Most attempts at quantum gravity treat spacetime as somehow fundamental—albeit quantised, discretised, or reimagined—rather than exploring the more radical idea that configuration space, or some deeper pre-geometric structure, is ontologically prior. Canonical quantisation, loop quantum gravity, spin foams—all these frameworks tend to smuggle spacetime in through the back door: manifolds, coordinate charts, causal orderings. The stage may wobble, shrink, or pixelate, but it remains recognisably a stage.
There is, however, a less-travelled but more conceptually daring road: theories in which configuration space comes first. These approaches ask the unthinkable: If space and time are emergent, then from what exactly are they emerging?
The situation today is not unlike physics in the 1890s. Maxwell’s electrodynamics stood tall, yet the atom remained an enigma, and the aether was taken for granted. A great theoretical edifice loomed, but its foundations were about to be washed away by the incoming tide of Planck and Einstein. We may now be in the same liminal moment—admiring the view from a scaffold that future physicists will dismantle.
In today’s pre-paradigmatic landscape, we face a conceptual standoff. Quantum field theory presumes a smooth, fixed background spacetime. General relativity, by contrast, treats spacetime itself as dynamic—but without the faintest hint of quantum entanglement or superposition.
Attempts to resolve the tension tend either to bolt quantum mechanics onto classical geometry (as in loop quantum gravity), or to embed spacetime in a higher-dimensional scaffolding (as in string theory). Or, more radically, they dissolve spacetime entirely into something else: a tangle of configurations, causal sets, or entropic gradients.
The real difficulty is not merely technical—it’s philosophical.

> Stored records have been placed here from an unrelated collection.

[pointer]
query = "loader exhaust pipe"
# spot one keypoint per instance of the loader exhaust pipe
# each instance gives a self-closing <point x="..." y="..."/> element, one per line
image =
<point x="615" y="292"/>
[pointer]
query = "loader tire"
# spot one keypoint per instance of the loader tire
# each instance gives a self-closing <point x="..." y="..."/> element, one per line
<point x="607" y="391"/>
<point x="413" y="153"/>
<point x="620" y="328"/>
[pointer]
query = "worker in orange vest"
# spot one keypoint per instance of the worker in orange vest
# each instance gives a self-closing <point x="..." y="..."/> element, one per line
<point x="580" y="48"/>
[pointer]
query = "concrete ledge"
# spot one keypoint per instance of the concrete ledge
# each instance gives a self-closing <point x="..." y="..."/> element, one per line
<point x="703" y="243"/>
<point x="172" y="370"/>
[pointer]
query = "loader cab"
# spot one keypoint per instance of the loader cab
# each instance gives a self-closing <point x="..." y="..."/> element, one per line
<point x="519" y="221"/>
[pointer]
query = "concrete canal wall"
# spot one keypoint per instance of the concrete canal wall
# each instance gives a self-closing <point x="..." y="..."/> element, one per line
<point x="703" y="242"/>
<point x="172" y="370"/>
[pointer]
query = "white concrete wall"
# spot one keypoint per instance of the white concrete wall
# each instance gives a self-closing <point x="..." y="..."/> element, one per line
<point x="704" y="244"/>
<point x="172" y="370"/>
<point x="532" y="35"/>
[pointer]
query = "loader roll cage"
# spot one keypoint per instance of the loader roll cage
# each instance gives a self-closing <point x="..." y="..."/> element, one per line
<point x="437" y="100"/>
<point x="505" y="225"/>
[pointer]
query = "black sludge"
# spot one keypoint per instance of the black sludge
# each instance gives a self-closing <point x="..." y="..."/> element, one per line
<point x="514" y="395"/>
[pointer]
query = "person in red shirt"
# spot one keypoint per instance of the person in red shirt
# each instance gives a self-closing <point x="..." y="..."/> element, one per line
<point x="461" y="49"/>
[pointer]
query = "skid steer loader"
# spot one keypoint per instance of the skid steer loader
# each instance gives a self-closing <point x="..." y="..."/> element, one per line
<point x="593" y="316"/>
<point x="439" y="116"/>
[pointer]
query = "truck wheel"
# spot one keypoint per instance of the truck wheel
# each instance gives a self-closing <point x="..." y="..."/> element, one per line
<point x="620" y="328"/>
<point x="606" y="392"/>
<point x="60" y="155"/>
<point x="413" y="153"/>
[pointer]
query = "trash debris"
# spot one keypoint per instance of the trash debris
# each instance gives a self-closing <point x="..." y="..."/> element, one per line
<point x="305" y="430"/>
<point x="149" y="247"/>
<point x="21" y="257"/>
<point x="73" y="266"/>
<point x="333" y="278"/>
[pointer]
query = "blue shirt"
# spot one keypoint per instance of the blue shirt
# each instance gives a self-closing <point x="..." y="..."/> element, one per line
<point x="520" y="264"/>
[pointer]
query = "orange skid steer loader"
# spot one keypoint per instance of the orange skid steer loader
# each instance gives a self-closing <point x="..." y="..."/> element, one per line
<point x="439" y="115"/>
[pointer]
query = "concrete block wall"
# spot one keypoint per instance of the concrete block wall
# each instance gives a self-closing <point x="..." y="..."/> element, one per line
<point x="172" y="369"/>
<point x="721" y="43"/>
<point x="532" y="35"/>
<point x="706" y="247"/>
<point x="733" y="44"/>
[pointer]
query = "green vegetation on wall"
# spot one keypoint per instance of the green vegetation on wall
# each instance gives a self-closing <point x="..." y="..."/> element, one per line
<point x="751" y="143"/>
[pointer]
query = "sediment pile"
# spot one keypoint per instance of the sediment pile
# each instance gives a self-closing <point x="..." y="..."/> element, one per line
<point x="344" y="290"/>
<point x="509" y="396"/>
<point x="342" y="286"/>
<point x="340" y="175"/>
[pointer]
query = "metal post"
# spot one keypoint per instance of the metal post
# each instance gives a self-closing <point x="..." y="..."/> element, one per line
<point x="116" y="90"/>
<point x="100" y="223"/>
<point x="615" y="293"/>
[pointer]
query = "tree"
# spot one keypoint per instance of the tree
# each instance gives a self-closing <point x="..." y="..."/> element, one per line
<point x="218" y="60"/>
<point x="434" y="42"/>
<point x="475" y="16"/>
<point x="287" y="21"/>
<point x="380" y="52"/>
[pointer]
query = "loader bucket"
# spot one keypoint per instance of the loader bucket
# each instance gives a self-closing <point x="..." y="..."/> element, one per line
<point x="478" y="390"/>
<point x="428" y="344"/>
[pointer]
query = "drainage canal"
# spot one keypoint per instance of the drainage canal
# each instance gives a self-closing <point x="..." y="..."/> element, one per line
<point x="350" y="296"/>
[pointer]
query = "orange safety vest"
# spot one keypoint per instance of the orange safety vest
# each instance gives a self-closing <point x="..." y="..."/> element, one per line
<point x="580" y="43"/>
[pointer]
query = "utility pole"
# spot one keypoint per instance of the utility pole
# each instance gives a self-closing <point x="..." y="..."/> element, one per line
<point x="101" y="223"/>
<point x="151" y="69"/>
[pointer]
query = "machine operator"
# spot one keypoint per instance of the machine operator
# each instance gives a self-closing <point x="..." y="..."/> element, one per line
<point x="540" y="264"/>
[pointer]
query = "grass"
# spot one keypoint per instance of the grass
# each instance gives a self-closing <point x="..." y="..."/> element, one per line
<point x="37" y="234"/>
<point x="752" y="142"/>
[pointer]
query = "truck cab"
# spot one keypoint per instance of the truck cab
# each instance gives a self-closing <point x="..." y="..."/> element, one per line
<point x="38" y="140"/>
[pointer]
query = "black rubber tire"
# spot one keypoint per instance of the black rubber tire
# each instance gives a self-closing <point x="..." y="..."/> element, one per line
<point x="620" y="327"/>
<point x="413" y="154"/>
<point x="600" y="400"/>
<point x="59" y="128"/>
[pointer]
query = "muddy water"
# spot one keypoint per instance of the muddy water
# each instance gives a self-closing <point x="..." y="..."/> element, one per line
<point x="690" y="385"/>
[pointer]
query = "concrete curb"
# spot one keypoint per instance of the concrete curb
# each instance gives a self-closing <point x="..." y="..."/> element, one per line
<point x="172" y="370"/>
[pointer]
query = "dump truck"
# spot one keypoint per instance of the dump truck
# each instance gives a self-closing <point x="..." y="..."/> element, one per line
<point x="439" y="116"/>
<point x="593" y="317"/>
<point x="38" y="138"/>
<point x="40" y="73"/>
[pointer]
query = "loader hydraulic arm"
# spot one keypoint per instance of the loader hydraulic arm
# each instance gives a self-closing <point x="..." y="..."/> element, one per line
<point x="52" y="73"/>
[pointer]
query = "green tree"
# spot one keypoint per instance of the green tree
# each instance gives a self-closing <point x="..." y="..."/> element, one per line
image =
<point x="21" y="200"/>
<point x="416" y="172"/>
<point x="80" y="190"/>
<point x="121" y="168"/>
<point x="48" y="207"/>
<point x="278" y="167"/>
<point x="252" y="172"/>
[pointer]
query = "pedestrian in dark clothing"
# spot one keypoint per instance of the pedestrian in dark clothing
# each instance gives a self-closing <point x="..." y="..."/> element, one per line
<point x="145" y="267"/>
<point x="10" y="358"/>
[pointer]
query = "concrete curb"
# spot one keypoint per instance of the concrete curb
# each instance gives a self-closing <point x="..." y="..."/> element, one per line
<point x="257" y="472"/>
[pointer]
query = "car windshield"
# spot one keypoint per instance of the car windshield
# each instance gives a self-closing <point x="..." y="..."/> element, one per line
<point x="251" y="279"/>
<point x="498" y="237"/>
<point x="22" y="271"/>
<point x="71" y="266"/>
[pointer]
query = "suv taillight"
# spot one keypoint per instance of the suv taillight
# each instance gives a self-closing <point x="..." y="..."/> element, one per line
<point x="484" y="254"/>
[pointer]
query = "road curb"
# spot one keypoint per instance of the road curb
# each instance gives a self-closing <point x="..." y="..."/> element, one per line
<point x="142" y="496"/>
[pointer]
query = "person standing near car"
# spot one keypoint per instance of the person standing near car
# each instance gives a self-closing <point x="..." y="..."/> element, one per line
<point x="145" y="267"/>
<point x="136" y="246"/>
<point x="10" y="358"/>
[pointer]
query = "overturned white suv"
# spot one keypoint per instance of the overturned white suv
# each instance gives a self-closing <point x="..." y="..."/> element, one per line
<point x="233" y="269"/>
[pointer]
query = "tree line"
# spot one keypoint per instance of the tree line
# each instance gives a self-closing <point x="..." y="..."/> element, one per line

We lack not just the right equations, but the right questions. What is a “quantum” of geometry? What does a “probability amplitude” mean when there is no background spacetime in which anything can happen? These are not peripheral puzzles. They are ontological wrecking balls.
And unlike past scientific revolutions, we have no empirical anomaly to light the way. There is no ultraviolet catastrophe, no perihelion of Mercury. Quantum gravity has become theoretical physics’ Everest: people attempt the climb not because there is a storm coming, but because the peak is there, mocking us with its silence.
Still, for all their eccentricity and scarcity, these configuration-first approaches may be carving the path toward a Copernican reversal. What if spacetime is not the fundamental canvas, but a dramatis persona—an emergent illusion conjured from a deeper script written in the language of entanglement, topology, and relational structure?
Several research programs are already groping toward such a script.
- Tensor-network methods in AdS/CFT suggest that spatial geometry may be nothing more than a map of entanglement patterns.
- The “it from qubit” program frames spacetime as the holographic bookkeeping of quantum information.
- Causal set theory posits that causal order, not geometry, is the true primitive, with spacetime volume arising from the density of discrete events.
- Even more abstract approaches - group field theory, amplituhedra, twistor theory - hint that the familiar continuum may be only a projection from higher-dimensional combinatorial or algebraic structures.
Whether any of these daring starts will crystallise into a paradigm is unknown. But the fact that multiple routes converge on the same suspicion - that spacetime is not fundamental at all - may itself be the signal. In the long arc of physics, such convergences often precede a revolution.
Whether that script will ever be legible to physicists in the 21st century is still an open question. But perhaps it’s the right one.